I have been a speech and language pathologist for 25 years. When I am doing speech therapy with children as young as three to correct the wrong sounds in their speech, I am well aware that since they are not yet readers, they do not have the same understanding of sounds and letters as older children. they already have. . Some preschoolers know the letters and may know the alphabet song. However, the connection between a letter and a sound is usually not something that children learn until they attend pre-kindergarten or kindergarten. This is much later than the connection should be established. Letters and sounds are different concepts and it is just as important to teach the connection between the two as it is to teach the letters themselves. I teach the name of the letter paired with the written letter and then I teach the sound the letter makes. All of these are taught at the same time to give children a complete understanding of the connections and give them a good basic knowledge to help them learn reading skills more easily.

Parents will generally teach their children the classic alphabet song that is sung to the Twinkle tune, Twinkle Little Star. A song is a great way for people of any age to memorize information. It is also important to match what the children sing with a picture of the letters as they sing them. If no concrete connection is made between the lyrics that are sung and heard and the lyrics that are written and seen, then children are just learning a song at random. Learning the label of a picture or an object is the way these preschoolers have already learned the vocabulary they know. Parents have put labels on things in the child’s environment. All children should have an alphabet poster or graphic of some kind that should be taken out when the ABC song is sung. They should be taught to play each letter as they sing it. This will avoid that single “LMNOP” group that you clearly think is a letter.

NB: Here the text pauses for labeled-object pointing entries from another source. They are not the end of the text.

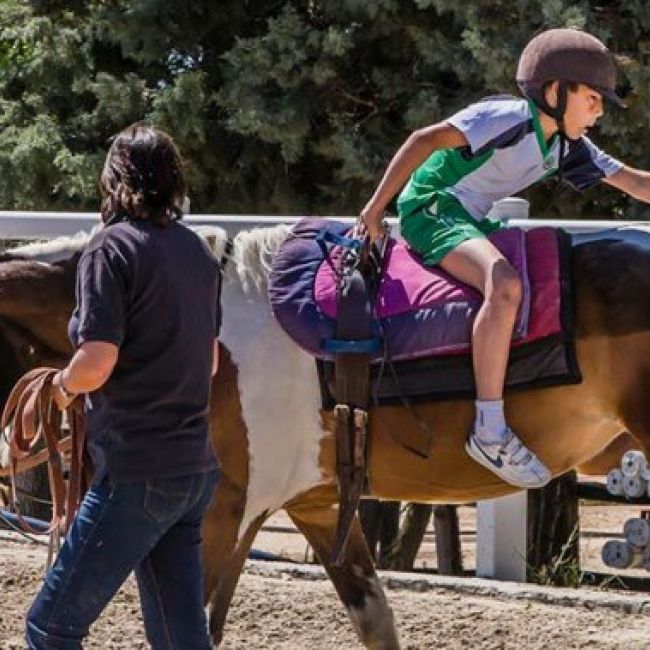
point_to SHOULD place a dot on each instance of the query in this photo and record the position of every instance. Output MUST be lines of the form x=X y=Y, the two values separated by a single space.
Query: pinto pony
x=276 y=445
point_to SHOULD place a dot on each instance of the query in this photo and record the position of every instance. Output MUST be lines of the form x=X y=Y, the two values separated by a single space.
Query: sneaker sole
x=479 y=458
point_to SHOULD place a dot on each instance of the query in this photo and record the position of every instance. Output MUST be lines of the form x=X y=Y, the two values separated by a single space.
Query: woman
x=144 y=329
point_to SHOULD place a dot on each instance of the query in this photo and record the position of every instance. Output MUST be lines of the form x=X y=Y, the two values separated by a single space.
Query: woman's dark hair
x=142 y=177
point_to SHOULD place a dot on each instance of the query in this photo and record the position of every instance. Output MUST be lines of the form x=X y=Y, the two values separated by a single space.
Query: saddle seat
x=424 y=317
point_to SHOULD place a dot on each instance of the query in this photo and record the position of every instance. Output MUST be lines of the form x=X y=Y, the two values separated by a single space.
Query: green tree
x=286 y=106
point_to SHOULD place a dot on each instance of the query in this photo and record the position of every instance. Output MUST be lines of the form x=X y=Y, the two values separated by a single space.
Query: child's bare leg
x=478 y=263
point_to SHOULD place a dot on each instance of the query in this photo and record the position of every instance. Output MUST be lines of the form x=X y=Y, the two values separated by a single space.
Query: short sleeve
x=218 y=316
x=490 y=120
x=585 y=165
x=101 y=298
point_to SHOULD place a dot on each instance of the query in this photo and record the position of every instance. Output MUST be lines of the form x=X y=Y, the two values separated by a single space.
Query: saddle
x=32 y=419
x=358 y=318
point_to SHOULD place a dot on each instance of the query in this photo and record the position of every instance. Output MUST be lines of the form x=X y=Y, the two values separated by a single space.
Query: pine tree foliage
x=282 y=106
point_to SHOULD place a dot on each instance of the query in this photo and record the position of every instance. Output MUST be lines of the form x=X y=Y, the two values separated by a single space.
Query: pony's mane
x=53 y=250
x=249 y=260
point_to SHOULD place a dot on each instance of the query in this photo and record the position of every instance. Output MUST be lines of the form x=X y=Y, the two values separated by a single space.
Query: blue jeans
x=151 y=527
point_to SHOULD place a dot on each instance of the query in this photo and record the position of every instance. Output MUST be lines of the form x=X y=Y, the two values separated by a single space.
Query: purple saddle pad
x=421 y=311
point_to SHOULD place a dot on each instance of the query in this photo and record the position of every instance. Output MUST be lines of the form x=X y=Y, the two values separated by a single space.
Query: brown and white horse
x=275 y=444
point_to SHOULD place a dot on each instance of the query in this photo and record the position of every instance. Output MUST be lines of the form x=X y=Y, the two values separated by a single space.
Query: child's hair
x=142 y=176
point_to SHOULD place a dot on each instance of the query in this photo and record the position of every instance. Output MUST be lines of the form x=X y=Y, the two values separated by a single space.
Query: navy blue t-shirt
x=155 y=293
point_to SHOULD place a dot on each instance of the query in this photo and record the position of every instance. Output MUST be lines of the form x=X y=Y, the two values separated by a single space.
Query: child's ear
x=550 y=93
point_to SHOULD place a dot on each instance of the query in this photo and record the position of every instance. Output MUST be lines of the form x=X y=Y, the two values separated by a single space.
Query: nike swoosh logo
x=497 y=462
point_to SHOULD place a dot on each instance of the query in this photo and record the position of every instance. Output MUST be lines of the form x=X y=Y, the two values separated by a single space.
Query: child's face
x=584 y=107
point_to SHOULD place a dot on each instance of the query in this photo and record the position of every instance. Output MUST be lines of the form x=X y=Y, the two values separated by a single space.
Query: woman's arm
x=215 y=357
x=634 y=182
x=417 y=148
x=88 y=370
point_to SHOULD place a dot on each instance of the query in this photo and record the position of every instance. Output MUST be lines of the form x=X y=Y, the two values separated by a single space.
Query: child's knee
x=506 y=286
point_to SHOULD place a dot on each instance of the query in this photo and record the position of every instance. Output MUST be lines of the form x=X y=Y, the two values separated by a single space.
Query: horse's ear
x=215 y=238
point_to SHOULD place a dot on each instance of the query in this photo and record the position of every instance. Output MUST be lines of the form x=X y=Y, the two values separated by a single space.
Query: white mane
x=249 y=261
x=53 y=250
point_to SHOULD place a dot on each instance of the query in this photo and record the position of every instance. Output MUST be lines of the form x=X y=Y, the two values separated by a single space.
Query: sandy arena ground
x=293 y=613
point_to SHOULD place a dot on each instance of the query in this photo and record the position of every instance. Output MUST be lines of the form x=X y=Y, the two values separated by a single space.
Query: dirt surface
x=293 y=613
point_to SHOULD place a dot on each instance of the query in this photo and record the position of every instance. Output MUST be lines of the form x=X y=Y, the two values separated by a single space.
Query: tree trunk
x=553 y=540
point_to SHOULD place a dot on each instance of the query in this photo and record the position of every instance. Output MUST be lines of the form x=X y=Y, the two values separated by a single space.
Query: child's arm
x=417 y=148
x=634 y=182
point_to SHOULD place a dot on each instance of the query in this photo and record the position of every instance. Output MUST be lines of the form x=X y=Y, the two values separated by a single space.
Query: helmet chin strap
x=557 y=113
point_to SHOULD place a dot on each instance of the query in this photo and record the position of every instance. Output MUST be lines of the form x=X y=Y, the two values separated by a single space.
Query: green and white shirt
x=507 y=152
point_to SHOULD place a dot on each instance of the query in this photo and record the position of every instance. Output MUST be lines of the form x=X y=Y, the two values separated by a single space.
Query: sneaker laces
x=519 y=455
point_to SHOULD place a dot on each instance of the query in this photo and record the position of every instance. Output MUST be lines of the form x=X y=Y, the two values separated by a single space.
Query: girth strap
x=32 y=417
x=354 y=344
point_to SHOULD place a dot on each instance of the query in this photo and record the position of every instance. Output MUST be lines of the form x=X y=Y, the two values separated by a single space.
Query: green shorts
x=435 y=230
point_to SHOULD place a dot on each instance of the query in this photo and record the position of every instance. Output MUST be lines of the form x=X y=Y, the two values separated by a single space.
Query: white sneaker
x=510 y=460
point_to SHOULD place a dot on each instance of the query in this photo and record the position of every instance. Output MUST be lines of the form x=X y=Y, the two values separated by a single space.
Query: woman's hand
x=62 y=397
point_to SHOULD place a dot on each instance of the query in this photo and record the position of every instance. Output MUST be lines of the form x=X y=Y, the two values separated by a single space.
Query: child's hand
x=373 y=223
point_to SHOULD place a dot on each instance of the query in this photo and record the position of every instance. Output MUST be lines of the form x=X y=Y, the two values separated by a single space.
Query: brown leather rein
x=32 y=417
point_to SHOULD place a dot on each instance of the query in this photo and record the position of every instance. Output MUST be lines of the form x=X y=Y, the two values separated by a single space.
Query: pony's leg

The next step for children to learn is that each letter makes a sound. This sentence will help them learn that there is a difference between a letter and the sound it makes. The same table can be used when teaching children that each letter makes a sound. I like to use a song that I heard in a pre-K classroom with all of my children in speech therapy. I take the sound they point to and put it in the song. The song has the melody of “hot cross buns” and it would go like this: “D says duh, D says duh, each letter makes a sound and D says duh”. This can be used with all sounds. I use short vowel sounds when singing vowels. When the vowels are long, they say the name of their own letter. Children will learn the rules for when a vowel says its own name when they learn the rules for reading in school. Short vowels are found more frequently, so I think it makes sense to expose children to this. When singing vowels, short sounds “a” (as), “e” (bed), “i” (in), “o” (lit), “u” (up) are used. These tend to be more difficult for children to learn to read and write, and any prompting is helpful. The pre-k classroom chooses a letter each week to write down and then carries out activities throughout the week with that sound. Artistic activities, searching for things that start with that sound, etc. I suggest that parents do the same. As the weeks go by, increase the length of the sonic song and mix the lyrics so they aren’t just learned in order. This job of matching sounds and letters will give your child a big leap in early reading skills. We tend to forget that just because a child can sing the alphabet song does not mean they know its letters. You just know a song if the written lyrics and the sound of the lyrics are not taught at the same time.